Segundo os advogados de Flávio, essas explicações seriam suficientes para responder aos questionamentos da investigação, tornando desnecessária a realização da oitiva. A defesa afirma que a publicação investigada não configura crime e argumenta que, em nenhum momento, o senador atribuiu falsamente práticas criminosas ao presidente Luiz Inácio Lula da Silva.
O caso começou por causa de uma postagem feita por Flávio Bolsonaro na rede social X, em 3 de janeiro de 2026. Na publicação, o senador relacionou Lula ao presidente venezuelano Nicolás Maduro e escreveu que o chefe do Executivo brasileiro “será delatado”. No mesmo texto também aparecem referências a crimes como tráfico de drogas e lavagem de dinheiro, o que acabou chamando a atenção das autoridades.
Após uma manifestação da Procuradoria-Geral da República (PGR), o ministro Alexandre de Moraes determinou a abertura da investigação e autorizou que a Polícia Federal colhesse o depoimento do senador. Para os investigadores, a publicação poderia ter atribuído, de forma indevida, crimes ao presidente da República, justificando a continuidade das apurações.
Já a defesa apresenta uma interpretação completamente diferente. Os advogados afirmam que a mensagem continha ideias separadas e que elas não deveriam ser lidas como um único contexto. Na visão deles, uma parte do texto tratava especificamente de Lula, enquanto outra fazia referência a Nicolás Maduro, sem que houvesse ligação direta entre ambas.
Outro argumento apresentado é que afirmar que uma pessoa “será delatada” não significa, automaticamente, acusá-la da prática de qualquer crime. Os defensores sustentam ainda que as acusações mencionadas contra Maduro são baseadas em declarações e investigações conduzidas por autoridades dos Estados Unidos, não sendo uma criação do senador brasileiro.

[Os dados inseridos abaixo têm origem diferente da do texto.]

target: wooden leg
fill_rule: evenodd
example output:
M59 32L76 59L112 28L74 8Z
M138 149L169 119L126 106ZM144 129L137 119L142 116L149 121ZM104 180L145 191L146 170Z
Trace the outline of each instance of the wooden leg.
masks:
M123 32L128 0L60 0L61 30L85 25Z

Além disso, a equipe jurídica destaca que comparações entre líderes políticos fazem parte do debate público e estariam protegidas pelo direito à liberdade de expressão. Segundo os advogados, manifestações desse tipo são comuns no ambiente político e não podem, por si só, ser tratadas como ilícitas.
Em nota encaminhada por sua defesa, Flávio Bolsonaro declarou confiar no trabalho das instituições brasileiras e afirmou esperar que todos os fatos sejam analisados com equilíbrio. Ao mesmo tempo, manifestou preocupação com o que considera uma crescente judicialização das disputas políticas no país. Para ele, existe o risco de que manifestações de opinião acabem sendo interpretadas como infrações penais, o que poderia gerar limitações ao livre debate político.
Com a suspensão do depoimento, caberá agora ao Supremo Tribunal Federal analisar se os esclarecimentos apresentados pela defesa serão considerados suficientes ou se novas diligências deverão ser determinadas. Até que essa avaliação seja concluída, a investigação permanece em andamento e poderá ter novos desdobramentos conforme a análise dos documentos enviados aos autos.
O episódio volta a colocar em evidência a discussão sobre os limites entre liberdade de expressão, responsabilidade nas redes sociais e eventual prática de crimes contra a honra ou divulgação de informações falsas. Esse tema tem sido cada vez mais frequente no cenário político brasileiro, principalmente diante da intensa polarização que marca o debate público nos últimos anos.